Tal y como magistralmente lo explicó Eric Butler en su opúsculo Social Dynamics:
«Una de las principales funciones del gobierno es mantener un estricto Imperio de la Ley. A menudo se afirma, falsamente, que toda ley es una vulneración de la libertad del individuo. La verdadera libertad es imposible salvo dentro de un convenido Imperio de la Ley.
»El imperio de la ley significa que el individuo, así como el gobierno, está ligado en todas sus acciones por reglas claramente definidas enunciadas de antemano. Las leyes viales son un buen ejemplo del imperio de la ley. Particularmente a partir del advenimiento del coche de motor ha sido muy esencial que las leyes viales –que permiten a los individuos usar un servicio común– estuvieran diseñadas para proteger a todos los individuos. Lejos de que el imperio de la ley en relación a las carreteras sea una vulneración de los derechos del individuo, –con tal que haya un respeto general hacia ese imperio de la ley–, aquél incrementa los derechos del individuo. Los individuos que insisten en que deberían tener “libertad” para conducir como quisieran por las carreteras producirían el caos. El imperio de la ley tal y como se aplica a las carreteras establece que todos deben viajar por un lado de la carretera; que deben pararse ante las luces rojas y proseguir bajo las luces verdes. Si el conductor viola el imperio de la ley y es detectado por la policía, entonces es penalizado. En la medida en que los conductores obedezcan al imperio de la ley, habrá el máximo de seguridad y libertad para todos los individuos que usen las carreteras. La única responsabilidad del gobierno es producir un imperio de la ley que tenga el respeto de todos los miembros de la comunidad. Ciertamente no es la función correcta del gobierno insistir en cómo los individuos habrán de obrar dentro del imperio de la ley. Tal y como dijo tan acertadamente uno: “dentro de las leyes conocidas del juego, el individuo es libre de perseguir sus fines y deseos personales”» [5].
Otra de las lecciones interesantes que se desprenden de la analogía de los sistemas de carreteras, es que hace bastante clara la división entre el papel del experto y el papel del individuo consumidor, cliente o ciudadano.
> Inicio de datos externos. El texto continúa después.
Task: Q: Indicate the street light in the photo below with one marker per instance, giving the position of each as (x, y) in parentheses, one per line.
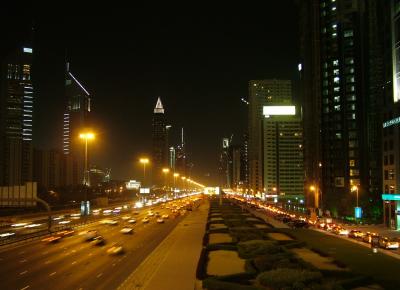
(355, 188)
(87, 136)
(165, 171)
(175, 176)
(144, 161)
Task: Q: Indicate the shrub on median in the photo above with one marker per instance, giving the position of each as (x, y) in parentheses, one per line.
(288, 278)
(254, 248)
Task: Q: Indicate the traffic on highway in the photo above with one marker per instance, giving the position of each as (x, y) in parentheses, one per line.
(105, 251)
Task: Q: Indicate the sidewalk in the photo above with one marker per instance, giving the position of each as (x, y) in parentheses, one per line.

Es ésta otra importante faceta dentro de la filosofía política y social del Crédito Social que ha de ser abordada cuando se trae a discusión la naturaleza, así como el lugar apropiado, de la “libertad-en-asociación”.
De acuerdo con la teoría del Crédito Social, es de exclusiva responsabilidad de los pertinentes expertos diseñar las reglas, los mecanismos, los sistemas, etc., que se necesitan para conseguir un resultado funcionalmente satisfactorio en términos de la política del individuo: el individuo solamente ha de juzgar de las reglas, mecanismos, sistemas, etc., de los medios administrativos, por sus resultados.
Si un sistema de carreteras, por ejemplo, o una parte del mismo, se traduce en demasiados accidentes (más de los que podría justificarse como inherentes a la naturaleza de las condiciones humanas o naturales), entonces el individuo está justificado para exigir que se haga algo para hacer más seguro ese sistema de carreteras o un trozo particular de carretera, de manera que pueda llegar a ser lo más seguro humanamente posible. Lo que no está justificado a hacer es decidir cómo deberían hacer su trabajo los expertos. Se puede dar una opinión, por supuesto, pero en última instancia son los expertos los que deben decidir qué y cómo deberían hacerse las cosas a fin de conseguir la política democráticamente deseada: la del bien común. Son ellos los que, a su vez, serán considerados responsables por los resultados insatisfactorios.
Ahora bien, aquello que es generalmente cierto de los sistemas de tráfico, lo es igualmente de la sociedad cuando se trata de asociaciones económicas, políticas y culturales. Hay un “imperio de la ley” que gobierna a la asociación para el bien común. Los pertinentes expertos deben descubrir qué reglas necesitan ponerse en práctica a fin de maximizar la libertad concreta para el ciudadano individual medio; deben implementarlas correctamente; y, a continuación, deben ser obedecidas por todos. Si los sistemas, mecanismos, etc., seleccionados por los expertos no proporcionan los resultados deseados, entonces deberíamos sancionarles, quitarles si fuera preciso, y reemplazarles por otros. Si hubiera conflicto entre la difusión de la Libertad con “L” mayúscula y las supuestas libertades de los aprovechados, piratas, parásitos o bucaneros, deberemos situarnos del lado de la funcionalidad y la verdadera libertad por encima y en contra de cualquier falsificación de la libertad personal.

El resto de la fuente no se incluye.